Wir haben zu einem Haufen Ämter begleitet, allen Vorran zu Jobcentern, danach kamen der gefühlten Reihenfolge nach: Amtsarzt/Psychologischer Dienst, Kindergeldstelle, Jugendamt, Ausländeramt, Sozialamt.
Generell begleiten Mitläufer zu allen Ämtern, aber es ist schon vorgekommen, daß jemand von einem Mitläufer zum Zahnarzt begleitet wurde, und einer älteren, ängstlichen Dame hat ein Mitläufer einmal Begleitschutz zu einem Geldautomaten gegeben. Selbstverständlich ist es in solchen Sonderfällen jedem individuell überlassen, wie weit das eigene Mitläuferdasein ausgedehnt wird.
Der Konsens in der Initiative war bereits früh, wenn sich ein Mitläufer für eine Begleitung findet, dann machen wir das natürlich!

Neben dem harten Kern des Orga-Teams haben wir einen Dunstkreis an Unterstützern, die gelegentlich mal im Mumble vorbeischauen, hier und da mithelfen, die Suche unterstützen, uns in Rechtsfragen helfen, uns Blogartikel schreiben, Flyer drucken, und so weiter, ein dickes Dankeschön hierfür!

Wir haben inzwischen auch einiges an Infrastruktur aufgebaut und Routinen entwickelt, um die Vermittlung von Mitläufern effektiver zu gestalten. Neben unseren Social-Media-Kanälen haben wir ein Mitläufertelefon, das in der Regel zu normalen Zeiten immer gut erreichbar ist, auch die Mails, die über unser Mitläuferpostfach eingehen, werden zügig bearbeitet und wir haben inzwischen die Mitläuferliste durch eine datenbankbasierte Suche ersetzt. All das wird auch regelmässig genutzt.
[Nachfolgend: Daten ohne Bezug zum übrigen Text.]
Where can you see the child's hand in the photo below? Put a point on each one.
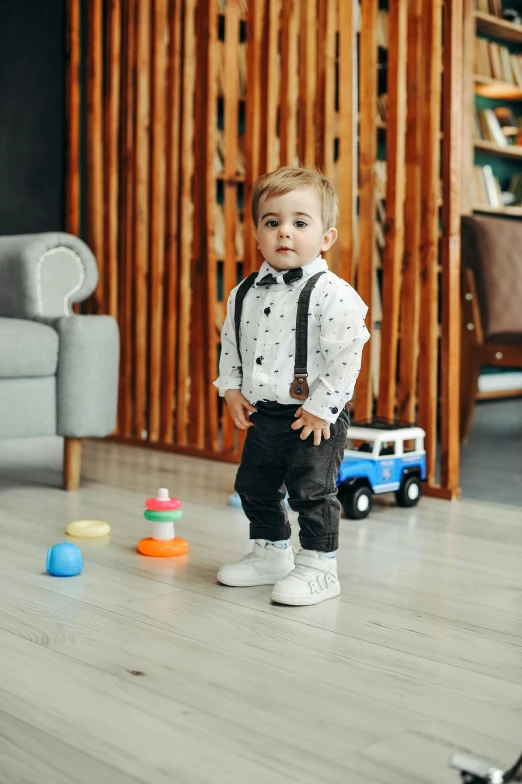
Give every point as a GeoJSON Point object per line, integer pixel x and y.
{"type": "Point", "coordinates": [238, 407]}
{"type": "Point", "coordinates": [311, 424]}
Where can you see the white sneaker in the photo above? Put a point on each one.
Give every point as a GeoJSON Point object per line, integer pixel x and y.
{"type": "Point", "coordinates": [313, 580]}
{"type": "Point", "coordinates": [265, 565]}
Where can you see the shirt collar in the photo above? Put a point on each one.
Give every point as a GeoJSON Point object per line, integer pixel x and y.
{"type": "Point", "coordinates": [317, 265]}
Es gab lokale Mitläufertreffen in Rheinhessen und in Berlin, in Duisburg (Mitläufer vor Ort) haben wir eine regelmäßige Sozialberatung. Wir haben uns auch mit einigen anderen Initiativen vernetzt und wollen auch in Zukunft mehr und gerne mit anderen Zusammenarbeiten.

Wir sind der Meinung das wir ein gutes erstes Jahr hatten, wir danken Euch allen auch für Eure Beitrage und hoffen, das wir im nächsten Jahr genauso viel auf die Beine stellen können. Cheers!

Natürlich freuen wir uns auch immer über neue Gesichter bzw. Stimmen, Ideen und Euer Engagement!